(by Polymath) This page is part of the Advanced High School Math Project.
This page proves the existence of the Euler Line of a triangle. That is, it proves that the orthocenter, centroid, and circumcenter of a triangle are all collinear. It does not use the standard analytic proof, where you find equations for the various lines and show that the intersection of two of them lies on the third. Rather, this proof is synthetic (non-analytical), which means it is structured more like a standard geometry proof. I found this proof on the Internet several years ago, but I regret that I cannot recall the source. If you find (or are) the source of this proof, please let me know, and I will gladly cite it.
Consider the diagram below:
The upper diagram illustrates two easy preparatory lemmas:
- Since the segment connecting the midpoints of two sides of a triangle is half the length of the third side, the triangle formed by all three of those segments (the medial triangle) is similar to the original triangle in a 2:1 ratio.
- Because the sides of the medial triangle are each parallel to a side of the original triangle, the lines that serve as the perpendicular bisectors of the sides of the original triangle are clearly altitudes of the medial triangle. Therefore, the circumcenter of the original triangle coincides with the orthocenter of the medial triangle.
In the lower diagram, AH is an altitude containing the orthocenter O. AM is a median containing the centroid D. MR is the perpendicular bisector of BC, and it contains the circumcenter R. Connecting D to O and to R gives 2 segments that we want to prove to belong to the same line.

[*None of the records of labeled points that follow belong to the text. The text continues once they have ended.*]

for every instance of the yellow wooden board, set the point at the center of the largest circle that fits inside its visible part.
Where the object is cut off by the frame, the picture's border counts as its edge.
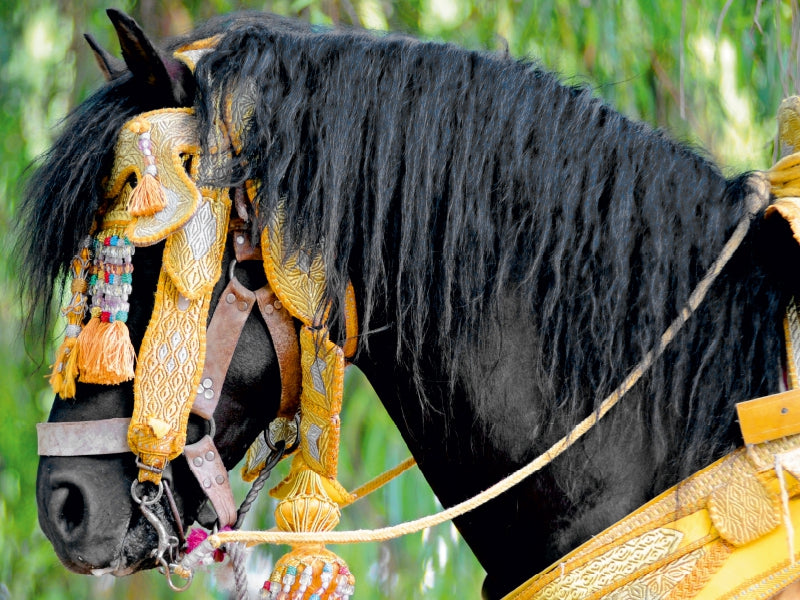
(770, 417)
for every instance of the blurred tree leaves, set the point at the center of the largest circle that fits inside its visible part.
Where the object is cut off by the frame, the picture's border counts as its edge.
(712, 73)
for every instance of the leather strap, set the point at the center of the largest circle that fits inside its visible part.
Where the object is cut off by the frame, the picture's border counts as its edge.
(206, 464)
(285, 341)
(83, 438)
(222, 336)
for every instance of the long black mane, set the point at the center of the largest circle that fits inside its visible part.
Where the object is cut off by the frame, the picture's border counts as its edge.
(446, 182)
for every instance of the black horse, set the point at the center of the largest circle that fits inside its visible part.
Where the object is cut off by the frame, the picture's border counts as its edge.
(515, 245)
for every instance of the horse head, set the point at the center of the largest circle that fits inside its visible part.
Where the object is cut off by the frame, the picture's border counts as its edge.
(86, 506)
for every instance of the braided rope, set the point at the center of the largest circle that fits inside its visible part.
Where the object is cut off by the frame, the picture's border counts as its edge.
(237, 553)
(755, 203)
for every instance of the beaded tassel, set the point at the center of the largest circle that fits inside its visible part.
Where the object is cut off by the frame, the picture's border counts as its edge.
(107, 355)
(65, 367)
(147, 198)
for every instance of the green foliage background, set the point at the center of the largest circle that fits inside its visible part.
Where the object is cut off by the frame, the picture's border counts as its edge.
(712, 73)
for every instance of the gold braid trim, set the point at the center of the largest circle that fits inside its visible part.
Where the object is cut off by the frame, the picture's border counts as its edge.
(161, 150)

I aim to show that that they do so by proving angle ADO congruent to angle MDR. (This could only happen if O, D, R were collinear, since O and R must fall on opposite sides of the median.)

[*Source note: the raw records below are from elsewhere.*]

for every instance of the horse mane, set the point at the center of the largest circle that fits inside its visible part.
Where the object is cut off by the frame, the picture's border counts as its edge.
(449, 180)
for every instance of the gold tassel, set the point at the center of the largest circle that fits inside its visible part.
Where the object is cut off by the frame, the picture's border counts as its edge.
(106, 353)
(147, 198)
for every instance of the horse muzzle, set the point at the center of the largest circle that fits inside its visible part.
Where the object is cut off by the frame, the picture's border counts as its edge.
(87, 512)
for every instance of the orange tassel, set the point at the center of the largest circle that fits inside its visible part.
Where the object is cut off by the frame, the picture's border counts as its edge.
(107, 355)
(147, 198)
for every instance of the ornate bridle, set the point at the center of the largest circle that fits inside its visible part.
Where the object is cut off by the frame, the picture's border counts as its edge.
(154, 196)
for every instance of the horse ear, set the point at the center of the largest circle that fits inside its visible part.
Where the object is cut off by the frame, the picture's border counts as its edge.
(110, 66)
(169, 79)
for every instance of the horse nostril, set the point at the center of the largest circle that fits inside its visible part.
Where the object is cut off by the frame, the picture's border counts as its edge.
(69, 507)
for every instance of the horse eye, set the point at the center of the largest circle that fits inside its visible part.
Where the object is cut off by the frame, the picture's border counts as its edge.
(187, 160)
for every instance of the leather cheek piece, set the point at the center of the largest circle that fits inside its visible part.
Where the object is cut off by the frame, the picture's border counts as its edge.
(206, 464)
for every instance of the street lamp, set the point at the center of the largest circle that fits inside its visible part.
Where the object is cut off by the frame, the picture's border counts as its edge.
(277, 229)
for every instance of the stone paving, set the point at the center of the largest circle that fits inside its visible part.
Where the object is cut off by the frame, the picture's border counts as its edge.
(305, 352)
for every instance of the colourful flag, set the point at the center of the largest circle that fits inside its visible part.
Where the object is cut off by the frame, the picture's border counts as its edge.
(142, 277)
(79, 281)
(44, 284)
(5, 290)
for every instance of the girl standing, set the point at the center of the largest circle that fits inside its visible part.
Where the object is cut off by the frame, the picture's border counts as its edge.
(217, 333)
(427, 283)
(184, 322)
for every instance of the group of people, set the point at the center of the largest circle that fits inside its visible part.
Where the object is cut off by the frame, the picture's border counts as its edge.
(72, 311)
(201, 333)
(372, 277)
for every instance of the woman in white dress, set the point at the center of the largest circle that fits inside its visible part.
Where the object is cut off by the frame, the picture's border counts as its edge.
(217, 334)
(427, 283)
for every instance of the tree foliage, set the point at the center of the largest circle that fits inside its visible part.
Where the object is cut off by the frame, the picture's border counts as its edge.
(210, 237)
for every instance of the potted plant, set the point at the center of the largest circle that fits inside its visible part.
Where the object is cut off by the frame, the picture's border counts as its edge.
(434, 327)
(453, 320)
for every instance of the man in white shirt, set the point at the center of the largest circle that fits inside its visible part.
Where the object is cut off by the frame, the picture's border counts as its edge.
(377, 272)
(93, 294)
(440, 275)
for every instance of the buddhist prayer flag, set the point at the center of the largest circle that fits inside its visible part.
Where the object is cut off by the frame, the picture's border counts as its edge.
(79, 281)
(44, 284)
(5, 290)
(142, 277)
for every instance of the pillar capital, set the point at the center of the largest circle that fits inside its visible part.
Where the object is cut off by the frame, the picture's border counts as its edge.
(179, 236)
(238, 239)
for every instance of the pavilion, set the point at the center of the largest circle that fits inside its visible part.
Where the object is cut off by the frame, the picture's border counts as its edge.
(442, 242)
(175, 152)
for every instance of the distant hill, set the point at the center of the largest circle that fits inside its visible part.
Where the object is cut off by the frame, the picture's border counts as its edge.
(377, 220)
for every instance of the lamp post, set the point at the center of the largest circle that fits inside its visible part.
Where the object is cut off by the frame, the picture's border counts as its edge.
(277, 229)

To prove those angles congruent, I will show that the triangles AOD and MRD are similar:
- Since the altitude and the perpendicular bisector are clearly parallel, angle DAO and angle DMR are congruent.
- AD and MD stand in a ratio of 2:1, since that's one of the basic properties of a centroid.
- If you consider the medial triangle of ABC in light of lemma 2, it is clear that AO and MR are precisely corresponding segments of the original and medial triangles (since R is the orthocenter of the medial triangle). Thus by lemma 1, AO:MR = 2:1.
This proves the triangles similar, which means the desired angles are congruent, which means the points O, D, R are collinear.